2. The third-party application system of claim 1, wherein in response to transmitting the token associated with the account information of the user, a credit card network transmitting the token to the third-party payment application system to obtain the user account information of the user.

3. The third-party application system of claim 1, wherein temporary CVV code is generated by a credit card network using tokenization rails.

4. The third-party application system of claim 1, wherein in processing the request, the third-party payment application system verifies and determines is the token associated with the account information and the temporary CVV match a user account.

5. The third-party application system of claim 4, where a credit card network transmits the token associated with the account information and the temporary CVV to the third-party payment application system for the verification.

6. The third-party application system of claim 1, wherein the temporary CVV is transmitted to a user device of the user via an email notification.

7. The third-party application system of claim 1, wherein the token associated with the account is a random number replacing the personal account number.

8. The third-party application system of claim 1, wherein the temporary CVV is a randomly generated three-digit number.

9. A method, comprising:

receiving, from a product provider entity, a request to process an electronic transaction by the third-party application system;

determine, the request received meets a criteria and transmit a request to enter a temporary CVV code;

10. The method of claim 9, wherein in response to transmitting the token associated with the account information of the user, a credit card network transmitting the token to the third-party application system to obtain the user account information of the user.

11. The method of claim 9, wherein temporary CVV code is generated by a credit card network using tokenization rails.

12. The method of claim 9, wherein in processing the request, the third-party application system verifies and determines is the token associated with the account information and the temporary CVV match a user account.

13. The method of claim 12, where a credit card network transmits the token associated with the account information and the temporary CVV to the third-party application system for the verification.

14. The method of claim 9, wherein the temporary CVV is transmitted to a user device of the user via an email notification.

15. The method of claim 9, wherein the token associated with the account is a random number replacing the personal account number.

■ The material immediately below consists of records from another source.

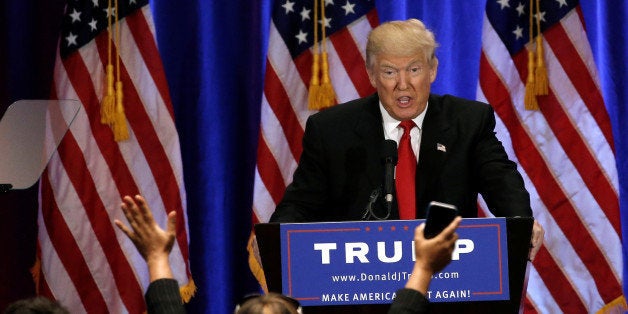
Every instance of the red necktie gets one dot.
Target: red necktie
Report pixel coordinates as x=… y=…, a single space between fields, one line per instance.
x=405 y=173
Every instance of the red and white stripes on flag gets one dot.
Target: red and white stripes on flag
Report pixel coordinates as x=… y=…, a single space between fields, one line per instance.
x=86 y=262
x=284 y=108
x=565 y=153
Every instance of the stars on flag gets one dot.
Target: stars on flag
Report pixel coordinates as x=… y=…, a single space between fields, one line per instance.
x=518 y=13
x=84 y=21
x=299 y=26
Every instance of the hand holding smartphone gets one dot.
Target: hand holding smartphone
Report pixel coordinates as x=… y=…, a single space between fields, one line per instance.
x=439 y=216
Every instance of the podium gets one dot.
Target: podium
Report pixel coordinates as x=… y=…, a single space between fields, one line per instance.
x=518 y=232
x=30 y=131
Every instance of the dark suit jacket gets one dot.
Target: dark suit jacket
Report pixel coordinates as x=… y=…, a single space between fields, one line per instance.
x=162 y=297
x=460 y=157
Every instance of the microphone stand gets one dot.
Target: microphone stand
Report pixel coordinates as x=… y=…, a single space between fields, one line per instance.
x=369 y=212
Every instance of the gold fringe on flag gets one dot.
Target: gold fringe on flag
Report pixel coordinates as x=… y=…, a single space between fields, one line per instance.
x=529 y=100
x=255 y=262
x=326 y=95
x=118 y=124
x=321 y=92
x=315 y=84
x=188 y=291
x=616 y=306
x=540 y=72
x=108 y=101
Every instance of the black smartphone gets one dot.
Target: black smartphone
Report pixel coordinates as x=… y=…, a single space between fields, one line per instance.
x=439 y=216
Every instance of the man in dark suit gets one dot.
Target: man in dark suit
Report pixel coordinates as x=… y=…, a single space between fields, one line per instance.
x=452 y=139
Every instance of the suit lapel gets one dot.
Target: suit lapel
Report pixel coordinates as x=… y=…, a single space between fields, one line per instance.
x=435 y=140
x=371 y=133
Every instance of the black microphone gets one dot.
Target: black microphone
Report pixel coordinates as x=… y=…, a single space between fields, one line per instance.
x=389 y=158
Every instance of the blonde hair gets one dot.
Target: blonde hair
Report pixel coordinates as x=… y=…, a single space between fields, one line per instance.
x=401 y=38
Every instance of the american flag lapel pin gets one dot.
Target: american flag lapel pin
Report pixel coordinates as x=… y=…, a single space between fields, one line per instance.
x=441 y=147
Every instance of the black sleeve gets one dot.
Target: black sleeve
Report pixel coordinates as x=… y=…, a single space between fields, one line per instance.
x=163 y=297
x=409 y=301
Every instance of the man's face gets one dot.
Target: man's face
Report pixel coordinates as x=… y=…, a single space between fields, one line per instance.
x=403 y=83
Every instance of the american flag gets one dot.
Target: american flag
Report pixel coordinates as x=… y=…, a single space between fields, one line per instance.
x=86 y=263
x=284 y=108
x=565 y=152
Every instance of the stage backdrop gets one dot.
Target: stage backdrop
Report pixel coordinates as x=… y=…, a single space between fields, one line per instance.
x=214 y=56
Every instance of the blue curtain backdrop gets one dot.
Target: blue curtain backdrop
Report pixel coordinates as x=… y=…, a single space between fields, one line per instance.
x=214 y=55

16. A non-transitory machine-readable medium having instructions stored thereon, the instructions executable to cause performance of operations comprising:

receiving, from a product provider entity, a request to process an electronic transaction by the third-party payment application system;

transmitting, in response to the request, a token associated with an account information of a user, the account information accessed based on a login input by the user at the third-party payment application system;

determining, the request received meets a criteria and transmit a request to enter a temporary CVV code;

processing, the request, based in part on the temporary CVV received and token transmitted.

17. The non-transitory machine-readable medium of claim 16, wherein in response to transmitting the token associated with the account information of the user, a credit card network transmitting the token to the third-party payment application system to obtain the user account information of the user.

18. The non-transitory machine-readable medium of claim 16, wherein temporary CVV code is generated by a credit card network using tokenization rails.

19. The non-transitory machine-readable medium of claim 16, wherein in processing the request, the third-party payment application system verifies and determines is the token associated with the account information and the temporary CVV match a user account.

20. The non-transitory machine-readable medium of claim 16, where a credit card network transmits the token associated with the account information and the temporary CVV to the third-party payment application system for the verification.